Other informative links about Schizoid PD are from Wikipedia (lots of detail here!) and the Mayo Clinic. It was disturbing in the latter link to read that one of the risk factors for Schizoid PD is “having a parent who was cold or unresponsive to emotional needs.” I immediately thought of the times I was understated or annoyed in reacting to Nathan’s many meltdowns. Ah, parental guilt! The Wikipedia entry softens this somewhat by saying that the link to parental aloofness is a hypothesis, not a certainty.
Speaking of guilt, I found a website called Out of the FOG, which provides support for family members of someone with a personality disorder. FOG stands for Fear, Obligation, and Guilt – common reactions for those dealing with such a person. Anyway, if you follow the OOTF link above, you’ll see a list of 30 traits that are common in people with Schizoid PD, and toward the bottom of the page is the official diagnostic criteria from the DSM (Diagnostic & Statistical Manual of the American Psychiatric Association).
It appears there are no really great treatments for Schizoid PD. Psychotherapy may help, if the individual decides s/he wants to make progress in coping with society. Medications can be prescribed for some of the symptoms that go along with the disorder, such as depression and anxiety.
As for a diagnosis switching between Aspergers and Schizoid PD, it seems to be a fairly common occurrence. A book about Aspergers published in 2007 that I found on our bookshelf says that some researchers believe Aspergers and Schizoid PD might be the same thing. This article by Barbara Nichols from October 2013 talks about the differences but also says some believe Schizoid PD may be on the autism spectrum. The controversy continues. (The nifty diagram (with teeny-tiny print) at the top of this post was taken from this article).
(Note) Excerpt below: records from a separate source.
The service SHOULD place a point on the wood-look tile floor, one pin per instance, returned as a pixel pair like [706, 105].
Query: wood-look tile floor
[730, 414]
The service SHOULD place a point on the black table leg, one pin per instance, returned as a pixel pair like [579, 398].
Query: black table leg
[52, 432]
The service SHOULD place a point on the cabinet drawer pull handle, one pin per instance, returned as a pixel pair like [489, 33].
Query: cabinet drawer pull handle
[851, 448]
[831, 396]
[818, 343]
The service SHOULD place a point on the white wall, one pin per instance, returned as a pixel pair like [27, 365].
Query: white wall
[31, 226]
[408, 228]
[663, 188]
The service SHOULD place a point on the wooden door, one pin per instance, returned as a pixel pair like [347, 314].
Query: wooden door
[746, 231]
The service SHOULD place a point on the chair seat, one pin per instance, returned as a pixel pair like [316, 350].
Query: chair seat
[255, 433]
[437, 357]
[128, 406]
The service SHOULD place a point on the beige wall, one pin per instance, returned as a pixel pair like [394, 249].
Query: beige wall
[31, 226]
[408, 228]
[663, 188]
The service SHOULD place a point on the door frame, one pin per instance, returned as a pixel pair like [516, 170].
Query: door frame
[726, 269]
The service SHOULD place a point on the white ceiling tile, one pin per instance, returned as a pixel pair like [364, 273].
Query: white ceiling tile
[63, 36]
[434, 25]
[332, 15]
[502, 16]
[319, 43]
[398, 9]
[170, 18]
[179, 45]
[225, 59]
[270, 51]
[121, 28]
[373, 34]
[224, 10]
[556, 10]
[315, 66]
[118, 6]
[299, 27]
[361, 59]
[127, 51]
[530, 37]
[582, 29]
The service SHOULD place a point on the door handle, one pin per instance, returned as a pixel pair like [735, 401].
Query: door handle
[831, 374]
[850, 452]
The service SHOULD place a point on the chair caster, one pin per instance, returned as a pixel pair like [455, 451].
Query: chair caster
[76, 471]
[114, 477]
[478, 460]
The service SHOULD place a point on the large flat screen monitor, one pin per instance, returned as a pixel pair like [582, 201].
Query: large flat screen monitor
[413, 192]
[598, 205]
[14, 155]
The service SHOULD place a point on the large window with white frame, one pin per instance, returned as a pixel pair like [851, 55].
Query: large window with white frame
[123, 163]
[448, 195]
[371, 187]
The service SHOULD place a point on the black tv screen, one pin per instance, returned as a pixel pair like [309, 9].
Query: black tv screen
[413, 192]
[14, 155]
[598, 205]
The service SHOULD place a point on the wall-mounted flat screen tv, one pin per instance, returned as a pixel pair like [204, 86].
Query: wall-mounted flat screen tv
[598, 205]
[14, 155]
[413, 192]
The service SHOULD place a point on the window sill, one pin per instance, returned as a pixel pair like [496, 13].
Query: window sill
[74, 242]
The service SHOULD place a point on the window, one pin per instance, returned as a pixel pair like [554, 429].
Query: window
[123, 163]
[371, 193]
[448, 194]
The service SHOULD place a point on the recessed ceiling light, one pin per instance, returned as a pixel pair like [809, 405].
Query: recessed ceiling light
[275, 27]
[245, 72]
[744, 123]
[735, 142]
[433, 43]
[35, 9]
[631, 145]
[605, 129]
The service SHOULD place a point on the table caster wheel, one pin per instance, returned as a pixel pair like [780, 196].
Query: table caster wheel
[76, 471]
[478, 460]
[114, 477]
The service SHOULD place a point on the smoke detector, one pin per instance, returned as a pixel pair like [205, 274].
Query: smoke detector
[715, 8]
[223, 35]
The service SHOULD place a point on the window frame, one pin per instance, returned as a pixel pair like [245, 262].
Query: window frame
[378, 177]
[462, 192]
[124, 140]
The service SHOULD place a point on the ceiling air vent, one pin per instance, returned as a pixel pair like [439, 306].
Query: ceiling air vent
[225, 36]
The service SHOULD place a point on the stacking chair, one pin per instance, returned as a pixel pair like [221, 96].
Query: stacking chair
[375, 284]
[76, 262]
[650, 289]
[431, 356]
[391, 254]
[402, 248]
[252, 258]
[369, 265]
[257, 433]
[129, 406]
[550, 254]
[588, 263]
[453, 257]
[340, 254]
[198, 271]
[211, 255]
Internet forums are a good way to find out what others have to say. Here are links to three forums on the topic of Aspergers vs Schizoid PD. This one from Wrong Planet gets into other diagnoses besides Schizoid PD that may come up in the Aspie community. The explanation given by Anasthasia in this Psych Forum is one of the clearest I’ve come across. Among other things, she says that an Aspie struggles with reading social cues; a Schizoid can read them but doesn’t care to. This thread in a forum on CosmoQuest gets off-topic, but was notable to me for posing the idea that Schizoids can change their sociability with a lot of will power, but Aspies are wired differently and therefore cannot.
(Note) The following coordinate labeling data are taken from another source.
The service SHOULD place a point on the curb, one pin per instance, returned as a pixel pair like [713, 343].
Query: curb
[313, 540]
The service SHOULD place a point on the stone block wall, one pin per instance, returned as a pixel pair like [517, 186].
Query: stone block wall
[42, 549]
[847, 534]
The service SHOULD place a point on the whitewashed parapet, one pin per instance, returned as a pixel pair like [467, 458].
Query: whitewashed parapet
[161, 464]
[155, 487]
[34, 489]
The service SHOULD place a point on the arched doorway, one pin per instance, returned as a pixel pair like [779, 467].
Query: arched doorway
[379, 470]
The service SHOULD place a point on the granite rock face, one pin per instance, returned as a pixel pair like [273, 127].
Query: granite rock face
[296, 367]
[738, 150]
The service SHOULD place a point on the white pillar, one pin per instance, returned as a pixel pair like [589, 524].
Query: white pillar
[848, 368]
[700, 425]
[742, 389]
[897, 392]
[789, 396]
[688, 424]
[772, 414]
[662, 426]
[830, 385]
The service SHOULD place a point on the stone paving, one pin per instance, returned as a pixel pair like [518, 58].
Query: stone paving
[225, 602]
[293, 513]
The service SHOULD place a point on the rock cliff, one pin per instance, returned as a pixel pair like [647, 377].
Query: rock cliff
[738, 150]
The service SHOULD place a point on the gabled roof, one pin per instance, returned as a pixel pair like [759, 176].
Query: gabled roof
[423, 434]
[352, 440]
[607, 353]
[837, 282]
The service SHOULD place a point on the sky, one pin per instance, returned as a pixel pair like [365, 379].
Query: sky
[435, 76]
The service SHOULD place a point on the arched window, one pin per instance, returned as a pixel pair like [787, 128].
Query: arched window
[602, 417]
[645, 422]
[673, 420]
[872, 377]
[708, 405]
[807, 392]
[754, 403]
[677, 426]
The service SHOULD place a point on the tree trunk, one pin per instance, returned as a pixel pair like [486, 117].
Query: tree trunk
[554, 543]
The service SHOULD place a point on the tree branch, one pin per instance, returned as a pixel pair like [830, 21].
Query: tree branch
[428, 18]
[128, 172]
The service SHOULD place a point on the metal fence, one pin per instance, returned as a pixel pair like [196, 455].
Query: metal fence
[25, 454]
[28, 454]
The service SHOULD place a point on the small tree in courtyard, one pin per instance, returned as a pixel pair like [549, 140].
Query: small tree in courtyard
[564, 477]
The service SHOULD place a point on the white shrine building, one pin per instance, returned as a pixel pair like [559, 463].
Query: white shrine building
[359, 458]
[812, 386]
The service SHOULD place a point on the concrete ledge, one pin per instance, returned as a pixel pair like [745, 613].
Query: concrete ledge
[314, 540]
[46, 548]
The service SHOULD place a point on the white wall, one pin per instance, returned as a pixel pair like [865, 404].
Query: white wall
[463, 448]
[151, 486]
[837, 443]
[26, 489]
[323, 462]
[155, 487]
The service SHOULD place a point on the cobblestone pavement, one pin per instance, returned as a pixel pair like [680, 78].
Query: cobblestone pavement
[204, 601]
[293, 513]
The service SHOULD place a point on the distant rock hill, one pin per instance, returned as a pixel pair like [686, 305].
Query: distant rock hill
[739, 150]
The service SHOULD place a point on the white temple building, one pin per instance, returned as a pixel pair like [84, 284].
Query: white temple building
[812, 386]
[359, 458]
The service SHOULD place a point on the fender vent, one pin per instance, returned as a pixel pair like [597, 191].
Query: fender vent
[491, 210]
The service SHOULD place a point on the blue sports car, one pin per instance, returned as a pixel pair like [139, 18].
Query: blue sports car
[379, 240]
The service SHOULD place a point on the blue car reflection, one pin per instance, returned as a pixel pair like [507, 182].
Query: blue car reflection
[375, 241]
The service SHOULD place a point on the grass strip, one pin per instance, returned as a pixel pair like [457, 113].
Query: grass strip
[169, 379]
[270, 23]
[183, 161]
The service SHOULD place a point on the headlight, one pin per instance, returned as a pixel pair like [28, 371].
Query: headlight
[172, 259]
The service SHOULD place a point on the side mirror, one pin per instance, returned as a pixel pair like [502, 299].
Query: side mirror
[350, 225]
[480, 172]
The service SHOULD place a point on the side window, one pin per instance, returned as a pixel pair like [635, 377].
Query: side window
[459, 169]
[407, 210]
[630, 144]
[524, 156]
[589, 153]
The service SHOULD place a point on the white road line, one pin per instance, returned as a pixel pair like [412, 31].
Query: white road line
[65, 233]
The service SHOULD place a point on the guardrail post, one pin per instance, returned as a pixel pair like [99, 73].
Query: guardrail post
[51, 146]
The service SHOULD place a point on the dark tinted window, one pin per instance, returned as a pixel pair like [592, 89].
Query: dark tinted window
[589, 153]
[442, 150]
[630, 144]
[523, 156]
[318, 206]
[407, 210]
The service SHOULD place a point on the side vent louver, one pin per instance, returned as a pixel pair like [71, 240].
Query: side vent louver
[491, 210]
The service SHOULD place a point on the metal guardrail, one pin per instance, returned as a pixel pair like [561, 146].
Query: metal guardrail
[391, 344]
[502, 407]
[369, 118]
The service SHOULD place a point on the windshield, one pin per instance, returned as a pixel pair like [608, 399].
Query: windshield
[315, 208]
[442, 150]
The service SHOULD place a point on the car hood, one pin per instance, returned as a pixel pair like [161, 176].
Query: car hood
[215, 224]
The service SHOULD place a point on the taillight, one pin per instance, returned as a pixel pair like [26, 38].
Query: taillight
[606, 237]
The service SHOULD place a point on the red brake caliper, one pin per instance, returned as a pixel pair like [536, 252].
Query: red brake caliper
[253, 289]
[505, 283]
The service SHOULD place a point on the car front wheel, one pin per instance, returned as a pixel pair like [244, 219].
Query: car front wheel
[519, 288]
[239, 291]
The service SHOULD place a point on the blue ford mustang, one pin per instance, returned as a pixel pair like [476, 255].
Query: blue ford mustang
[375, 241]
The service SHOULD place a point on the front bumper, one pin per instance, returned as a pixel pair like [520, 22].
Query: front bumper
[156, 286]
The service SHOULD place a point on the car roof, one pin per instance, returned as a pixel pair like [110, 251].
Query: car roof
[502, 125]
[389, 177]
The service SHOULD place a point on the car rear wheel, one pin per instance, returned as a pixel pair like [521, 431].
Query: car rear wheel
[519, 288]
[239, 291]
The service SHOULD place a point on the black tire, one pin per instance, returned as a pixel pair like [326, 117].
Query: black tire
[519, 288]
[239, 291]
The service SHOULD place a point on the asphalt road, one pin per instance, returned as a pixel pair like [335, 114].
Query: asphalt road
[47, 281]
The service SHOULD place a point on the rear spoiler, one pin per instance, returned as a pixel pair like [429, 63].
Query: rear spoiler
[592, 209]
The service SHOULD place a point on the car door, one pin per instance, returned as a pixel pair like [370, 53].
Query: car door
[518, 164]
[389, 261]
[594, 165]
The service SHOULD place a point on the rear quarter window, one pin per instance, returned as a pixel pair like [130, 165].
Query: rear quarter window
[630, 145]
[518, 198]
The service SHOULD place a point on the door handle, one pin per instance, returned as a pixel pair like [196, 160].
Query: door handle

One last link about the differences: for those of you who watch the BBC “Sherlock” series (with Benedict Cumberbatch), here is someone of the opinion that Sherlock has Schizoid PD, not Aspergers.
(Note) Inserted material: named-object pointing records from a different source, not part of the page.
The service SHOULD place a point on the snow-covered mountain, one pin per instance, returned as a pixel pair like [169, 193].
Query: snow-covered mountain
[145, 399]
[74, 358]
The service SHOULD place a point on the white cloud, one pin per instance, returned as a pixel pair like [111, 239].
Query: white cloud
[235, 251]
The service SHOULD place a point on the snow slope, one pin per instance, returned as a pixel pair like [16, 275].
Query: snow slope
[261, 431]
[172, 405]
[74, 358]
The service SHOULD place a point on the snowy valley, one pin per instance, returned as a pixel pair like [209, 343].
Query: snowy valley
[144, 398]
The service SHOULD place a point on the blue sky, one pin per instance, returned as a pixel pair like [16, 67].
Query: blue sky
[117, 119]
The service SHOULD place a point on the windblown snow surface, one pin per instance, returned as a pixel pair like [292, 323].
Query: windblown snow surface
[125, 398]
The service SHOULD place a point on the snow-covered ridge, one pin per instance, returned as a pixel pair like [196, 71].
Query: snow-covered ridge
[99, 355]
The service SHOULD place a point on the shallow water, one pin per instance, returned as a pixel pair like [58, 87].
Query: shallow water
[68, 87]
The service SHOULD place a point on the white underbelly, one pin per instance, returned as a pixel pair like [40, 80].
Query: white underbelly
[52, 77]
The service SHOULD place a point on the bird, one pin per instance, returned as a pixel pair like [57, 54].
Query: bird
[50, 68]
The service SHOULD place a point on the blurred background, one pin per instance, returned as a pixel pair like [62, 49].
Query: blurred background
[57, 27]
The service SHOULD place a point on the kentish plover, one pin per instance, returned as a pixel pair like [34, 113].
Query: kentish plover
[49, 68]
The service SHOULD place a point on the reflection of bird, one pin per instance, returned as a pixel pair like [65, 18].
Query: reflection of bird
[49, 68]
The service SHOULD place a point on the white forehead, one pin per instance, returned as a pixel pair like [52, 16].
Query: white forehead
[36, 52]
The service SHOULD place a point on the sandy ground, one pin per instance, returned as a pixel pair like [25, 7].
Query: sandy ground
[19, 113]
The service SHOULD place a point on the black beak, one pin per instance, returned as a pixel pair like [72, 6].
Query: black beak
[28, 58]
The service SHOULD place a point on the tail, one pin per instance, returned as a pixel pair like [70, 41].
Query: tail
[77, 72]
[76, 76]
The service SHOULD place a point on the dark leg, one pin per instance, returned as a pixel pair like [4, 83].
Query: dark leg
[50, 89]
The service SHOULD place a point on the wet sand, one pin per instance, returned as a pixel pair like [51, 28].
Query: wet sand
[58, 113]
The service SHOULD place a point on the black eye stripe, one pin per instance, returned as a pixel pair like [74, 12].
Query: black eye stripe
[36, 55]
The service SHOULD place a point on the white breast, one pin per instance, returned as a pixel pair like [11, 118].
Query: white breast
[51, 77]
Which diagnosis do I think fits Nathan better? I’m still a little confused, but the balance is tipping towards Schizoid PD. Sadly, I won’t be able to ask Dr S any follow-up questions: he passed away suddenly 13 days after Nathan’s February appointment. Nathan, who dislikes almost everyone, seemed to be fine with Dr S and their sessions. He expressed surprise but no other emotion on learning of his therapist’s passing.